На супругу Освальда, окаменевшую, точно статуя.

На Таннис.

На Марту, которая в черном наряде глядится непривычной, старой, и только розовый платок в пальцах ее дрожит. Платком Марта вытирает слезы и, пожалуй, она - единственная, кто искренне горюет о старухе.

Странное действо.

И священник в парадном облачении - часть его. А Таннис так давно не была в храме… нет, она поставила за упокой родительских душ свечи, и заплатила за мессу, но… это было в прошлой жизни, той, что осталась во сне.

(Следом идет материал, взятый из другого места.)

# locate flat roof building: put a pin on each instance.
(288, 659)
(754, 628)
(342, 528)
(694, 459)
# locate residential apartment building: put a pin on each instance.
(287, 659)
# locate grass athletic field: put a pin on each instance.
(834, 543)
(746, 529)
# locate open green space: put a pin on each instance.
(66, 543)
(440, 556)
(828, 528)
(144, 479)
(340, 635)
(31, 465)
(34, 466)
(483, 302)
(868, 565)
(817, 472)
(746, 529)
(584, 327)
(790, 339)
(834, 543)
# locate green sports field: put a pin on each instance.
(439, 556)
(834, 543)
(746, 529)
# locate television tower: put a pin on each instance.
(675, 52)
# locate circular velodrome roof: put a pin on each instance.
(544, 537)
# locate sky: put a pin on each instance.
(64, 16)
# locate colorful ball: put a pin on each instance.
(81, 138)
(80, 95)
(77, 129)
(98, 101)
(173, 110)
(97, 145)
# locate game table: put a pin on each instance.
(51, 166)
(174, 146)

Она закрывает глаза, все одно под плотной вуалью никто не видит. И прикрывшись букетом из лилий - белое на черном неплохо, должно быть, смотрится - трогает острие шпильки, рисует на руке знаки.

Не спать.

И не поддаваться заунывному голосу…

…хор.

Странная музыка. Чуждая. И голос часов - деревянный короб с латунными накладками - прерывает ее. Освальд вздрагивает и вытаскивает собственные.

Хмурится.

И оглядывается на гроб. И снова на часы. Он замирает, ждет чего-то, и не дождавшись, скалится. На мгновенье сползает ставшая уже привычной маска, обнажая не лицо - харю.

Череп, кожей обтянутый, жуткий. И пергаментные губы к деснам прикипели, клыки наружу, не человеческие, а… а разве подземники - все еще люди? И пальцы Таннис впиваются в сочные лилий стебли, ломая. Сок зеленый ползет по коже, он воняет уже не цветами - подземельем.